Speaking of beautiful things, did you know that the largest manufacturer of vintage lamps in history is a small company called “Underwriter’s Laboratory”? At least that’s what seems to be the case on eBay, where sellers listing old lamps often claim that the manufacturer is the reputable organization for safety standards. We suppose it makes sense that the only label on an old lamp is the UL listed label and you have no idea what UL is. But in reality, that’s the least of the problems with some of these ads. “Vintage” is a sort of green banker’s lamp with a polarized plug that was clearly made within the last 30 years.

Changing the subject a bit, it’s one thing to know that everything you do online is being tracked, but it’s another to know exactly how much information is flowing between your computer and Hive Mind. That’s why Bert Hubert built Tracker Beeper, and it’s a little terrifying.

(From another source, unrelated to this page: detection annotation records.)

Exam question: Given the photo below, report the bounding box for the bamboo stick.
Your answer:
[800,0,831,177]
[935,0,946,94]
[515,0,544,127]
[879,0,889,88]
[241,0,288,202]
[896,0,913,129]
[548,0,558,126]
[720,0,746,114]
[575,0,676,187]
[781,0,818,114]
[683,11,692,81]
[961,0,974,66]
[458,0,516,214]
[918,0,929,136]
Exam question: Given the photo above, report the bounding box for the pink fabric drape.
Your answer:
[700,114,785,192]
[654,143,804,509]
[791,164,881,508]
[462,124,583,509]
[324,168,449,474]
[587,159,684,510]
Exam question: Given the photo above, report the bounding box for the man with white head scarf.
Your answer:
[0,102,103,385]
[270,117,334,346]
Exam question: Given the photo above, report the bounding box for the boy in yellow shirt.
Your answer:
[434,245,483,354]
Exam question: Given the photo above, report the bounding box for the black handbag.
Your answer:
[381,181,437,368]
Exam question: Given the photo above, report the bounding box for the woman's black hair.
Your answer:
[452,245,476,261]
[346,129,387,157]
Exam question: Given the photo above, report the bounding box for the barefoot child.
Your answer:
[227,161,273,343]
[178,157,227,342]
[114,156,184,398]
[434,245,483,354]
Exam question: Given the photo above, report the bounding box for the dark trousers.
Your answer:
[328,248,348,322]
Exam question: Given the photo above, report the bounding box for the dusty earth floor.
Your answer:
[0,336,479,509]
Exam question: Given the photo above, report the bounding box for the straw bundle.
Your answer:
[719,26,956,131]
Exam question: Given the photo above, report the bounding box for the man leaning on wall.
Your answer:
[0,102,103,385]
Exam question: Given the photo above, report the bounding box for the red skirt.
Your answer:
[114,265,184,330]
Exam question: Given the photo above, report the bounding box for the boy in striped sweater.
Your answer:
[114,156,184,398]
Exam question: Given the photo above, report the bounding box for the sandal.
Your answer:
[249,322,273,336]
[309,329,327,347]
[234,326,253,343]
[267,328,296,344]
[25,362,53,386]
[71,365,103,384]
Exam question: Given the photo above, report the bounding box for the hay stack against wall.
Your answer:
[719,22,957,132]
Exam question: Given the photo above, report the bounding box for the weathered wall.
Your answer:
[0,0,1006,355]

The tool emits a short beep every time your computer sends a bit of data to a tracker. It started simply monitoring the data transmitted to Google, which was alarming enough. The tool was then modified to include most of the trackers we are likely to encounter on our daily commute, and wow! It looks like a Geiger counter when the tube is saturated by a highly active source. Probably just as dangerous.

Attention, the HOPE conference is being prepared. Hackers on Planet Earth XV will be held July 12-14 on the campus of St. John’s University in Queens, New York. The “Call for Participation” is now open; It’s always great to see a large Hackaday contingent at HOPE, so be sure to get your conference, workshop, or panel proposals together soon.

And finally, what should you do if the FCC comes knocking at your door? This is not just an academic question; The United States Federal Communications Commission does a lot of field investigations, and if you do any type of RF experimentation, there’s a non-zero chance that you’ll produce some sort of spurious emission that gets their attention. Josh from Ham Radio Crash Course released a video that addresses the dreaded hit. TL;DW – come back with a warrant. But it’s more complicated than that, as a hilarious IRL account of one of these encounters illustrates. We won’t spoil the surprise, but suffice it to say that if your home is on the approach to a major international airport, you probably want to be very careful with anything radio related.